Re: PicBASIC speed and code efficiency

Started by xob_jt August 10, 2005


Why not look at Proton? It covers all the Pic ranges from 12 to 18
series. It even comes with an optimiser.

Tim Box --- In piclist@picl..., Eirik Karlsen <eikarlse@o...> wrote:
> I'm about to start on a major program, which I
> expect to be some 32K in assembly.
> To save me getting some additional gray hairs
> I'm sniffing at BASIC for this project.
> But I need -SPEED- can't afford to loose much
> of it compared to a well-written assembler program. > Can anyone say something about PicBASIC's
> execution speed and code efficiency, compared
> to manually (well)written assembly programs ?
>
> --
> *******************************************
> VISIT MY HOME PAGE:
> <http://home.online.no/~eikarlse/index.htm>
> LAST UPDATED: 23/08/2003
> *******************************************
> Regards
> Eirik Karlsen


--- In piclist@picl..., "xob_jt" <tim@t...> wrote:
>
>
> Why not look at Proton? It covers all the Pic ranges from 12 to 18
> series. It even comes with an optimiser.
>
> Tim Box

That's an interesting comment: "comes with an optimiser"
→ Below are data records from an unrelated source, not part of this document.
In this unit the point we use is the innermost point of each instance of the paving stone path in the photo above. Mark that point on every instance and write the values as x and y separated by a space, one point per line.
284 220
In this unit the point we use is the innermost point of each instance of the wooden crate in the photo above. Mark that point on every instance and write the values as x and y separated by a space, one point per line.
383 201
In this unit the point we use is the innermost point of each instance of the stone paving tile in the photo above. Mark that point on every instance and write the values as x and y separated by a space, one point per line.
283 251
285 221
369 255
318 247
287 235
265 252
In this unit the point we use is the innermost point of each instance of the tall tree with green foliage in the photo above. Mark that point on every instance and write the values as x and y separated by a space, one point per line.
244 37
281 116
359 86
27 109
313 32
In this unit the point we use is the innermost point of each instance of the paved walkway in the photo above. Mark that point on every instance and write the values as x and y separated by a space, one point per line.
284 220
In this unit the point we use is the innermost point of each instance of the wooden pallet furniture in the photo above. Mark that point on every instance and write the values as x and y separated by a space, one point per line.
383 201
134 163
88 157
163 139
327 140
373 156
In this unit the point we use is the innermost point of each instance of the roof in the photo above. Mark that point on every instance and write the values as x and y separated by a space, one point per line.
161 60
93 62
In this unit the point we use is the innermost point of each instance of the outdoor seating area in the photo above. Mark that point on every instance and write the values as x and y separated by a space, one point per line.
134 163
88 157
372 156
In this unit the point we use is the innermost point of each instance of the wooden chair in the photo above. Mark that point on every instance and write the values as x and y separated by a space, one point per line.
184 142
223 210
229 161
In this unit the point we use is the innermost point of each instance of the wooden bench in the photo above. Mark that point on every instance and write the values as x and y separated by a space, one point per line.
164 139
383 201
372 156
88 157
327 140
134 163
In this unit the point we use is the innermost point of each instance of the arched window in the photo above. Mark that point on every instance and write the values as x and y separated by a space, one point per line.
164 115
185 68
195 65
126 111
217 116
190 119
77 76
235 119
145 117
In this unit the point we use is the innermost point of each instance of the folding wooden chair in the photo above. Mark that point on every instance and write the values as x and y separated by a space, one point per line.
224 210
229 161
Does this mean the optimiser runs as a seperate stage?

Regards
Sergio Masci

http://www.xcprod.com/titan/XCSB - optimising PIC compiler
FREE for personal non-commercial use
.




Hi sergio

As you will well know that writing a compiler for a 16 series pic is
a nightmare. You have to be aware that any jump could take you over
a page boundary so you have to set the PCLATH before you do the jump
even if your already in the same page as you have no idea in advance
what page the label is in. Unless you have like you do a bespoke
Assembler or you adapt your code to use the linker in Mpasm you have
to carry these overheads.

The 18 series is better as the memory is page-less but you still can
gain the benefits of using Bra as opposed to goto so shave the code
used down to a minimum.

What proton does on the 16 series is set markers etc in the code and
lets Mpasm do it's thing, once it has produced the lst file it will
analyse the address's and markers to work out where the end labels
are and rewrite it so only where it has to jump it actually mess's
with the pclath. 18 series again it does the same kind of thing and
replaces Goto with Bra etc.

That was a very simple explanation of how it handles the paging
issues I was told more but it gets quite complex in detail not an
easy subject. It does not stop at playing with the pclath, there are
a number of tricks you can use to create compact code from looking
to not reload the Wreg with data it already has to removing
consecutive CALLs, RETURN mnemonics and replace them with a single
GOTO mnemonic.

As the code is being compiled there is always a level of
optimisation going on. This also includes a complex bank management
system. Other compilers get round this problem by resetting the bank
to 0 after every label. There are so may ways that Proton saves code
one last example

Printing or serial transmission of quoted strings of characters on
devices that can access their own code memory Proton places the
ASCII text in code memory as a string of text then uses a label
print system so you don't get the Movlw "H", Call dataout,
Movlw "E", Call dataout etc system as you could do. Basically if it
is more than 7 chars it's worth doing.

Re levels the best thing I thing is to let the compiler writer
explain it all. This is taken from the manual.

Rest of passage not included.